The SINQ neutron source

In nature, all neutrons are bound within atomic nuclei. This means that they have to be knocked out of the nuclei so that they can be used as probes for the experiments at PSI, this takes place in the SINQ (pronounced: sin-cue) spallation source.

Interior view of the neutron guide hall at the Spallation Neutron Source SINQ

Producing neutrons – the spallation reaction

In the SINQ spallation source a beam of fast protons (at about 80 % of the speed of light) from the PSI proton accelerator facility strikes a block of lead (the Target). If a fast proton collides with a lead nucleus, the nucleus will be heated up and eject 10 to 20 neutrons.

Principle of spallation reaction

To be used in experiments, neutrons have to be decelerated

The neutrons set free by this method are extremely fast – much too fast for the experiments. In order to decelerate the neutrons after they have been generated, the whole target is placed in a tank filled with heavy water(1). The neutrons are decelerated by collisions with the nuclei of the heavy hydrogen in this water. This produces thermal neutrons, which can be used to determine the structure of crystals, amongst other things.

Cold neutrons – investigations of larger structures require particularly slow neutrons

If larger structures – such as nanoparticles – are to be investigated using neutrons, these neutrons will have to be even slower (known as cold neutrons).
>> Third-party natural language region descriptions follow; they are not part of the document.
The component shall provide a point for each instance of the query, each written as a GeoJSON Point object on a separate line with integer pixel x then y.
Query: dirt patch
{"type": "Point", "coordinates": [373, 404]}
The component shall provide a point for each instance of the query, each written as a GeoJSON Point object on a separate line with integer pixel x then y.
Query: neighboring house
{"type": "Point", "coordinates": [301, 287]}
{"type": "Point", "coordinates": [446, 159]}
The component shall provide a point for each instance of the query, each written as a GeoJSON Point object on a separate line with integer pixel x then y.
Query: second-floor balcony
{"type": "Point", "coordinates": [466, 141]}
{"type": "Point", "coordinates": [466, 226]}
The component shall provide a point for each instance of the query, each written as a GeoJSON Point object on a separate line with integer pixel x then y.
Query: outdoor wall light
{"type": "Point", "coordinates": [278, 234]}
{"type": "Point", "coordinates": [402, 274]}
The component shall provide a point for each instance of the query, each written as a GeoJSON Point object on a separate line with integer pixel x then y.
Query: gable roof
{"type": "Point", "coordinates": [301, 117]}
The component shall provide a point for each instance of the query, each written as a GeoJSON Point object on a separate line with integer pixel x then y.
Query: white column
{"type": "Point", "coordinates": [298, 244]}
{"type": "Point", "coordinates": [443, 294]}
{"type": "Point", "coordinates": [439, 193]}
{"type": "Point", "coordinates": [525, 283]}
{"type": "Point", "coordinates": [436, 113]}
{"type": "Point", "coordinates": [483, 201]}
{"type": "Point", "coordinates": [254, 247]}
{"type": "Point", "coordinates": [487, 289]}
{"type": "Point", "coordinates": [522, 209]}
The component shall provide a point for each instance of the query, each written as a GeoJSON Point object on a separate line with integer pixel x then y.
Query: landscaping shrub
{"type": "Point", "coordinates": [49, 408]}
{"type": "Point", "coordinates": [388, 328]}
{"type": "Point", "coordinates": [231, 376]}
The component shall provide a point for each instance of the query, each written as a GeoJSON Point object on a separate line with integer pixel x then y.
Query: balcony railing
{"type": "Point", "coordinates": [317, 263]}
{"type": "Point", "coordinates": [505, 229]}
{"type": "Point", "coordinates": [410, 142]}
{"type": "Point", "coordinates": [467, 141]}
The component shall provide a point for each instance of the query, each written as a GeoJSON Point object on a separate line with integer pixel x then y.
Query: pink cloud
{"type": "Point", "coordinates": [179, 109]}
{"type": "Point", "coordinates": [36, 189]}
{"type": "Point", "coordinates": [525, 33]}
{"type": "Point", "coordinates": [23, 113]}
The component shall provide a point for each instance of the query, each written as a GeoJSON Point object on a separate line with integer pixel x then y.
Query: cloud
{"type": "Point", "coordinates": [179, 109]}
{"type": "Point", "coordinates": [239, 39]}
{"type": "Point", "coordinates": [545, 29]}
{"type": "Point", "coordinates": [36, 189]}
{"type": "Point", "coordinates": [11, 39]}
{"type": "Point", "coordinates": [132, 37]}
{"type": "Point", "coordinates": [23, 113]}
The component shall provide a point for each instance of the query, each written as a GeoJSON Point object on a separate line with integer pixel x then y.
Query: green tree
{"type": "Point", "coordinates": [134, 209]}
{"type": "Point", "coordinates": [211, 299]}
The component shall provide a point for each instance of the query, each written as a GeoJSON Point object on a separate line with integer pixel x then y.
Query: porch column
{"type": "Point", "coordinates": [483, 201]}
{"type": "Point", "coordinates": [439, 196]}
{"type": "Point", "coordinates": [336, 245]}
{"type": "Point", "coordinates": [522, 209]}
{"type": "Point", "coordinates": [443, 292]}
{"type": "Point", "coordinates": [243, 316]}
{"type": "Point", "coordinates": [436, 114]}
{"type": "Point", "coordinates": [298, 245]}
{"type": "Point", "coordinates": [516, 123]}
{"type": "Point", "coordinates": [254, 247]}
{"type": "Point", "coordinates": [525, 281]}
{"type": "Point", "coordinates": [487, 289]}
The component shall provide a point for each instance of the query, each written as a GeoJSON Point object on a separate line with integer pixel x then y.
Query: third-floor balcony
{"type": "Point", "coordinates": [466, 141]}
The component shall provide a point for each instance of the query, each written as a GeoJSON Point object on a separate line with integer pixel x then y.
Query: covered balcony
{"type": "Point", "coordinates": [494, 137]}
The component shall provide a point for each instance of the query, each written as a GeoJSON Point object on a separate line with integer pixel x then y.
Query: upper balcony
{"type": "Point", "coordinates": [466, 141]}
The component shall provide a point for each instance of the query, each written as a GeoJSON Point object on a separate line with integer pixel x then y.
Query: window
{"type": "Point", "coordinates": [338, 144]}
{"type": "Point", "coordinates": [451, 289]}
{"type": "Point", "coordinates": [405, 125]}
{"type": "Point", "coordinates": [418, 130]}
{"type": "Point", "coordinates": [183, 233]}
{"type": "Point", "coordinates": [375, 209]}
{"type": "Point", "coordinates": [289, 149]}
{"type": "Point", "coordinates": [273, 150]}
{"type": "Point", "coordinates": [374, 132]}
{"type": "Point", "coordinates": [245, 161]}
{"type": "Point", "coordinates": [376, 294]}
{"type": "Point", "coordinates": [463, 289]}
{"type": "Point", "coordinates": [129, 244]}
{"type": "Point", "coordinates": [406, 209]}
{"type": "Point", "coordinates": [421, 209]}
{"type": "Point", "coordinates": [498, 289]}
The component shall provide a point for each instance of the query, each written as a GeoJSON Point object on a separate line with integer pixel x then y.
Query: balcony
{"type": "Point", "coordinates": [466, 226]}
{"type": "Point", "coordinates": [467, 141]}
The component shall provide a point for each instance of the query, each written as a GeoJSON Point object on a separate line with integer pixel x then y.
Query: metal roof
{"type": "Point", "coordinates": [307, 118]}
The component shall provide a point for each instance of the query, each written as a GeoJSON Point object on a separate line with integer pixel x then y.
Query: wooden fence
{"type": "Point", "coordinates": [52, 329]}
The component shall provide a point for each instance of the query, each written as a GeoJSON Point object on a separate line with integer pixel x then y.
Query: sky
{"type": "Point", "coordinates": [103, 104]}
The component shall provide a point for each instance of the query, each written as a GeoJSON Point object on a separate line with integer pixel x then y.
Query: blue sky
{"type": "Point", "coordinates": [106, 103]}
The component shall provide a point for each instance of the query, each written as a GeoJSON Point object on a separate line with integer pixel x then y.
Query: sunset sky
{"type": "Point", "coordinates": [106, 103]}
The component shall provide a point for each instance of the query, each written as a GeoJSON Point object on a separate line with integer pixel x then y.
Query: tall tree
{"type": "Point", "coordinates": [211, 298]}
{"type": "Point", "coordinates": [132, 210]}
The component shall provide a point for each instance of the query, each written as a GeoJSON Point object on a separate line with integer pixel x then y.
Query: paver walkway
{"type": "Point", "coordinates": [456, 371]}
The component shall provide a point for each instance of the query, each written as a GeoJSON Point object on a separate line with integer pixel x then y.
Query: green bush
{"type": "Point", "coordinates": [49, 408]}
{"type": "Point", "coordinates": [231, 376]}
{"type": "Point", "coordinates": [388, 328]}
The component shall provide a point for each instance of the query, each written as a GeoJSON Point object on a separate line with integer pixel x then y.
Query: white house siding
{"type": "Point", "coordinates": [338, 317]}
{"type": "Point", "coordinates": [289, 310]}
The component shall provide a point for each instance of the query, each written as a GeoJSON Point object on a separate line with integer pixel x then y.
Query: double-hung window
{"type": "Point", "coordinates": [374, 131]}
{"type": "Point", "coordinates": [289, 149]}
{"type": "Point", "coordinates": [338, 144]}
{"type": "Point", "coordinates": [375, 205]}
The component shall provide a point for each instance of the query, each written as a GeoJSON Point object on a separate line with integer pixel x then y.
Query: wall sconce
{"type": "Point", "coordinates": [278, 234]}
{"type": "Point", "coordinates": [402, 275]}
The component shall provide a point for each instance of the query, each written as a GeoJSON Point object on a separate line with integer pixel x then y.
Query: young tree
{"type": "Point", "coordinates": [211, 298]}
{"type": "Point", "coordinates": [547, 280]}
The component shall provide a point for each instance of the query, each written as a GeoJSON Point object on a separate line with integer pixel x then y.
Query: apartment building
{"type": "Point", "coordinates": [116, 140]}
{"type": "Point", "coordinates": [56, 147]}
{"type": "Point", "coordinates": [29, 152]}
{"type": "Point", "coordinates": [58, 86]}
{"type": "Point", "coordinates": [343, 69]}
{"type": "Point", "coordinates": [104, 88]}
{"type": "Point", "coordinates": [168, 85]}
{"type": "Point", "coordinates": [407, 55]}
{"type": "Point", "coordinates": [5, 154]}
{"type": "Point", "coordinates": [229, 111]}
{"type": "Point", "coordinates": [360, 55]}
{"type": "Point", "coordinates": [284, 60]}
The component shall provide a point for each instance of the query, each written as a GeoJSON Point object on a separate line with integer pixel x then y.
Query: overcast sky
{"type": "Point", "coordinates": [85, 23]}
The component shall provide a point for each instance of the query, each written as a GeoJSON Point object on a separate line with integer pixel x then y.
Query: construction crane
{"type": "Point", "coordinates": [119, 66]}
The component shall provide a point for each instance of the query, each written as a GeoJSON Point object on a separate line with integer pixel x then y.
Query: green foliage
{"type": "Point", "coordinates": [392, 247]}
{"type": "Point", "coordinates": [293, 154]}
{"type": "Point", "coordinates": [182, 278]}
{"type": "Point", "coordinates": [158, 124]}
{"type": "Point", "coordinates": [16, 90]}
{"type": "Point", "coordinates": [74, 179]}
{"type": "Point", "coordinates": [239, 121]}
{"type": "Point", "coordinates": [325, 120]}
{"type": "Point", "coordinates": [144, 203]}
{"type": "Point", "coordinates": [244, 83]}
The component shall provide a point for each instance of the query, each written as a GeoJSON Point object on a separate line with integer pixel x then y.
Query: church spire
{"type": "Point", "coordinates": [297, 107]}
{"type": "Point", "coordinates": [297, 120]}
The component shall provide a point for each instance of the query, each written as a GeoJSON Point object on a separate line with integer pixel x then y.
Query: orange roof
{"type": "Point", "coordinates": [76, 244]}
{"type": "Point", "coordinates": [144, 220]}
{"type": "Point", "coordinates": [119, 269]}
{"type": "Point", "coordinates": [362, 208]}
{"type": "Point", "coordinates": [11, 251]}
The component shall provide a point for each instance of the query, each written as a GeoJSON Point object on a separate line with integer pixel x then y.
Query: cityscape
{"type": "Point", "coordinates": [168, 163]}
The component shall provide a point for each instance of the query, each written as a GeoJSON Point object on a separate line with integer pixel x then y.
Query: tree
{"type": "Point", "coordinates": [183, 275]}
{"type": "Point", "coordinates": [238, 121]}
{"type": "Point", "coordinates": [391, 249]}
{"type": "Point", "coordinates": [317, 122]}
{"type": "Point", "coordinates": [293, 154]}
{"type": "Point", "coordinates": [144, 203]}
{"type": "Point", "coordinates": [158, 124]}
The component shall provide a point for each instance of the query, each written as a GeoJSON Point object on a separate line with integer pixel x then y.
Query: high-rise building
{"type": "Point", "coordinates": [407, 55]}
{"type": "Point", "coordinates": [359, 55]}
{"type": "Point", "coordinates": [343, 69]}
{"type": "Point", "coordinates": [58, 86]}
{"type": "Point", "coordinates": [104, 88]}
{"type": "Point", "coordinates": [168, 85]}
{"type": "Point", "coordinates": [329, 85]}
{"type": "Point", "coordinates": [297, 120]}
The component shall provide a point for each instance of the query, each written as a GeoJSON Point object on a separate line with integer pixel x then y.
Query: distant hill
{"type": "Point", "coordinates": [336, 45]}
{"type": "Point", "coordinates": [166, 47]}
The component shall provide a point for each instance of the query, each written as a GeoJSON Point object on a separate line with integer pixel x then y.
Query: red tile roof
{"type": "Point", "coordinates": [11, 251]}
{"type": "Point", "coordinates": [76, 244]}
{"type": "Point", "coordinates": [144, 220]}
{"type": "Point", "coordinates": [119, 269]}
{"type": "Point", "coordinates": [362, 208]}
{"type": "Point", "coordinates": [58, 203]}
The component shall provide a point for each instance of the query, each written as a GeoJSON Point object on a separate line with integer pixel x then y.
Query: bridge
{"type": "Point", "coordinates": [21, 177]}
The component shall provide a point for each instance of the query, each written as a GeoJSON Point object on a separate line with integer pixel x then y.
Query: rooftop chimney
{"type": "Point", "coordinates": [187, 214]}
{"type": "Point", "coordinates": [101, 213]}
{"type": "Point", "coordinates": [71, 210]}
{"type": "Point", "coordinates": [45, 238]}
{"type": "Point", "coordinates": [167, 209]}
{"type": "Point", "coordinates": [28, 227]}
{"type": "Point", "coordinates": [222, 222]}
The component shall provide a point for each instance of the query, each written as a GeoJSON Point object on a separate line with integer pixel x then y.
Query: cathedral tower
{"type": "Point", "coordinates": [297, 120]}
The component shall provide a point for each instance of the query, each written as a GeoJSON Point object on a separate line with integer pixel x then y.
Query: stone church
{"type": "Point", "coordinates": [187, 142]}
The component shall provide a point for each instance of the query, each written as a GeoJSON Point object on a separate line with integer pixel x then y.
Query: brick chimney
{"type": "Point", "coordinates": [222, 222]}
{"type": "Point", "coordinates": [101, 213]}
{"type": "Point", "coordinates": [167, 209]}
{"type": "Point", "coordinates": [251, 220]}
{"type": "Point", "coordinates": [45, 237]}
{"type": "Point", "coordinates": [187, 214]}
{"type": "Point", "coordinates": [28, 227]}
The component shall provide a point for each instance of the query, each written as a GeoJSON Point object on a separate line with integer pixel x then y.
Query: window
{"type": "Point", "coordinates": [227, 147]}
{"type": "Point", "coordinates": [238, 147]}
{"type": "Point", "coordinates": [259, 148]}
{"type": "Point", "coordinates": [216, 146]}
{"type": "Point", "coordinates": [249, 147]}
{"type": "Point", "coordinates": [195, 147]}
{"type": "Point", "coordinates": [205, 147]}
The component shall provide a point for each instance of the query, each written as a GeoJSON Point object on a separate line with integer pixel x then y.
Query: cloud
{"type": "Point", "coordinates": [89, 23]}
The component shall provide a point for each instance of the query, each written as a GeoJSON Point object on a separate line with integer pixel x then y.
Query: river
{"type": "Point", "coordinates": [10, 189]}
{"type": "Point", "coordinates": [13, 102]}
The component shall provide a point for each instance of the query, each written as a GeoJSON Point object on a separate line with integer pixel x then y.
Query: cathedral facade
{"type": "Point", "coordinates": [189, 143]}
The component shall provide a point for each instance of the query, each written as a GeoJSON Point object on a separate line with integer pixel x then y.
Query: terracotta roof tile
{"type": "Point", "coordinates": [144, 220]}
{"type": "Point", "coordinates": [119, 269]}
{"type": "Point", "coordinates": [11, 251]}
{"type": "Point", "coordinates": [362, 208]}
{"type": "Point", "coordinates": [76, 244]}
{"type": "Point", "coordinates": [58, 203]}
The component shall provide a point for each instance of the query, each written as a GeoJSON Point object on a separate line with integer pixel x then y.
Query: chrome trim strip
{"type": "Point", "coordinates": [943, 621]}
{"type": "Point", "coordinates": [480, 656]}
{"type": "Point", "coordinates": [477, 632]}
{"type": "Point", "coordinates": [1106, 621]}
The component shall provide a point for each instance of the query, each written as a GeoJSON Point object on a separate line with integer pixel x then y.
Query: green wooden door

This is because neutrons can be more successfully used in experiments if their wavelengths are approximately the same size as the structure being examined, and slow neutrons have a larger wavelength than fast ones.

An additional tank, with extremely cold heavy hydrogen (minus 250 degrees Celsius), has been integrated into the SINQ water tank in order to decelerate the neutrons even further.

Neutron guides channel the neutrons to the experiments

The neutron scattering instruments radiate from the neutron source. The neutrons travel to the various measuring stations via neutron guides, which are glass conduits – coated internally with a special material – in which the neutrons are reflected repeatedly and thus transported to the experiment.


Notes 1: Heavy water – heavy hydrogen: The atomic nucleus of normal hydrogen consists of only one proton, while that of heavy hydrogen (deuterium) comprises one proton and one neutron. Molecules of heavy water contain heavy hydrogen, and heavy hydrogen is particularly suitable for neutron deceleration because it hardly absorbs any of the neutrons– unlike normal hydrogen.